- Country: Kingdom of Asturias Kingdom of Portugal Kingdom of Spain Empire of Brazil
- Founded: 9th century
- Founder: Prince Constantino, son of the Constantinople Emperor
- Current head: HH Prince Motthewz de Queiroz
- Titles: Prince of Queiroz Count of Queiroz; Marquess of Queiroz; Marquess of Campo Sagrado; Count of Marcel de Peñalba; Viscount de la Dehesilla; Count of San Antolín de Sotillo; Marquess of Argüelles; Marquess of Cinfuentes; Marquess of Monreal; Marquess of Foz; Count of Foz; Viscount of Foz; Baron of Foz; Count of Cabral; Baron of Jundiaí; Baron of Limeira; Baron of Japi; Baron of Sousa Queirós; Count of Parnaíba;
- Motto: "Despues de Dios, la casa de Quíros"

= House of Queiroz =

Noble Portuguese Family

The House of Queiroz (Portuguese: Casa de Queiroz, Spanish: Casa de Quirós) is an aristocratic and noble family of Portugal and Spain. Founded by Prince Constantino in 846 in the nineteenth-century Astúrias, Spain. The Queiroz family has French and Asturian origins and is one of the most prominent and important dynasties in the history of the Iberian Peninsula. The house is also one of the 72 houses of the Portuguese high nobility, displayed at the Palace of Sintra (Portuguese: Palácio de Sintra) in the Sala de Sintra (English: Sintra's Room). The room was created by the King Dom Manuel I to organize the coat or arms of the most important families in the Portuguese nobility.

== History ==
Founded by the Prince Constantino, son of the Constantinople Emperor. The Prince established his residence at the Solar of Queirós (or Quirós), in Astúrias. The prince helped Pope Stephen III (720–72) against Desiderius (710–86), king of the Lombards; Stephen's gratitude was so high that he proclaimed the famous words, "despues de Dios à Constantino" and, therefore, received favors in the bishopric of Oviedo. In 846, in the Iberian Peninsula, he was welcomed by King Dom Ramiro I of Asturias (790–850). Tradition states that on a certain occasion, fighting against the Moors, Dom Ramiro was surrounded by enemy soldiers, when Constantino would have shouted in Greek "Isqueiroz" to the king, which would mean "rise up strong knight". With Dom Ramiro unable to fight, Constantino dismounted from his horse, gave the horse to the king and killed the monarch's enemies. After the event, Dom Ramiro would have started to call him Constantino de Quíros. From that moment on the motto that Stephen had given him turned into the famous motto "Despues de Dios, la casa de Quíros".
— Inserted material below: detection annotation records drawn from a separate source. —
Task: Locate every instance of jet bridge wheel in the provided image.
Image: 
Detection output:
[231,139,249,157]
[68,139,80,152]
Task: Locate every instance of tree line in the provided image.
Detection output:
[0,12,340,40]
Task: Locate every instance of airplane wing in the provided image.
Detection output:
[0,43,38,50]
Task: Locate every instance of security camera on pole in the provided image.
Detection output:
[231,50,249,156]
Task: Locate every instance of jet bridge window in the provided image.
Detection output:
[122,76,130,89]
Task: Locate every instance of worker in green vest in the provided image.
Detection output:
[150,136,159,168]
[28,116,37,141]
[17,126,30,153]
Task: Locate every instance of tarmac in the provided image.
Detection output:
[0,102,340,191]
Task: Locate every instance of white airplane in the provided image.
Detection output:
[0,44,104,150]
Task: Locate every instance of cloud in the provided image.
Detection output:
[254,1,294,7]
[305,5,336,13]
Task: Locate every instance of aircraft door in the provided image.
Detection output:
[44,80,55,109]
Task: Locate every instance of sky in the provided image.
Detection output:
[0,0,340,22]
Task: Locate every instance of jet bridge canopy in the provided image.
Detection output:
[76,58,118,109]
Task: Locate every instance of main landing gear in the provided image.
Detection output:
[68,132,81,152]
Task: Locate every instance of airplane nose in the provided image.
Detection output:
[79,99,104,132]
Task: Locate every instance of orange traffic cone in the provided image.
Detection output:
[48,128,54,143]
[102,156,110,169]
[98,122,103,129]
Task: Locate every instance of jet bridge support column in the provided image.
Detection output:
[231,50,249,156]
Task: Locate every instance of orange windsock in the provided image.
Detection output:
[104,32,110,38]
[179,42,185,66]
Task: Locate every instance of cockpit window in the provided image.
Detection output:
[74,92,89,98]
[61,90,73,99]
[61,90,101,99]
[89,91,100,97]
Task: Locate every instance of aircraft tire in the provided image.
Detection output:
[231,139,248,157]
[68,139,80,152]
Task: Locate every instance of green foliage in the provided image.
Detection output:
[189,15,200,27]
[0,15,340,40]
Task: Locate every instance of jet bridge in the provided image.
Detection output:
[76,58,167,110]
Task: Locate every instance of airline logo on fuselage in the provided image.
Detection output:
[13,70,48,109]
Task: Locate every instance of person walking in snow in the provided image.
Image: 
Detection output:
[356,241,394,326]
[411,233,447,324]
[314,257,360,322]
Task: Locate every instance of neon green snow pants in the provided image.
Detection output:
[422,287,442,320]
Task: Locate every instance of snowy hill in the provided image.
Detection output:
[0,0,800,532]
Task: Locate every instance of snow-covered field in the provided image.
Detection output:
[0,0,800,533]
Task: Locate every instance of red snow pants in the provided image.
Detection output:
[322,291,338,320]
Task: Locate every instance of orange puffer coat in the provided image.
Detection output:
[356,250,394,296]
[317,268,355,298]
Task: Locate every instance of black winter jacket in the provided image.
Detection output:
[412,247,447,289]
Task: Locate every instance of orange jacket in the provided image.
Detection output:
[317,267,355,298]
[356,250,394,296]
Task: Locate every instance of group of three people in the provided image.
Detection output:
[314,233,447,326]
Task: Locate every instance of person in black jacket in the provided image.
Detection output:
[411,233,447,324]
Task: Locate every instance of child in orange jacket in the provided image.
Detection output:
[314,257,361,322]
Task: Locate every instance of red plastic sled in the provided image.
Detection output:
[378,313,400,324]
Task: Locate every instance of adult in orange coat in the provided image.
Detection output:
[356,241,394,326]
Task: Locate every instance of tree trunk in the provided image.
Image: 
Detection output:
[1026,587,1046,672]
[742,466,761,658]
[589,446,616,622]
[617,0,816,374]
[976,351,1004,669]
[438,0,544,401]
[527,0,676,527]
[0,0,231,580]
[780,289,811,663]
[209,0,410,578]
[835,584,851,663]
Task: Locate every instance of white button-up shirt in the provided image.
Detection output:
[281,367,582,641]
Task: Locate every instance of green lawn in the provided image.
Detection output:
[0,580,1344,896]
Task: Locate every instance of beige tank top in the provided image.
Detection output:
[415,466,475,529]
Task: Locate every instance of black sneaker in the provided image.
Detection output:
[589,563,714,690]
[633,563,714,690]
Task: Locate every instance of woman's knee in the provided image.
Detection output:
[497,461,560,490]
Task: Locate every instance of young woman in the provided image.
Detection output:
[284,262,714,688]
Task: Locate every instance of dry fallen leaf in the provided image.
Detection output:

Later, Prince Constantino married to Dona Gracinda Bernardo, daughter of Bernardo del Carpio and Madame Galinda, daughter of the Count of Alardos, member of the royal house of France. From the father's side, Gracinda was the granddaughter of Count Dom Sancho Díaz de Saldaña and Princess Dona Jimena, sister of the King Dom Alfonso II and granddaughter of King Dom Fruela I and his wife Queen Munia of Asturias. Constantino had a son, Pedro Bernardo de Queirós, who continued the surname in Asturias, Castile and later in Portugal. His descendant Guterre Gonçalves de Queirós, seventh lord of the house and manor of Queirós, was second lieutenant of Dom João I (1357–1433), king of Portugal, with whom he was in the battle of Aljubarrota, in 1385, carrying the royal flag – the occasion when he had his arms cut off by the enemy, keeping the Portuguese standard between his teeth until his death. Fernando Álvares de Queirós, who would be Guterre's blood brother, was an Asturian nobleman who came to Portugal around 1378, during the reign of Dom Fernando I (1345–83).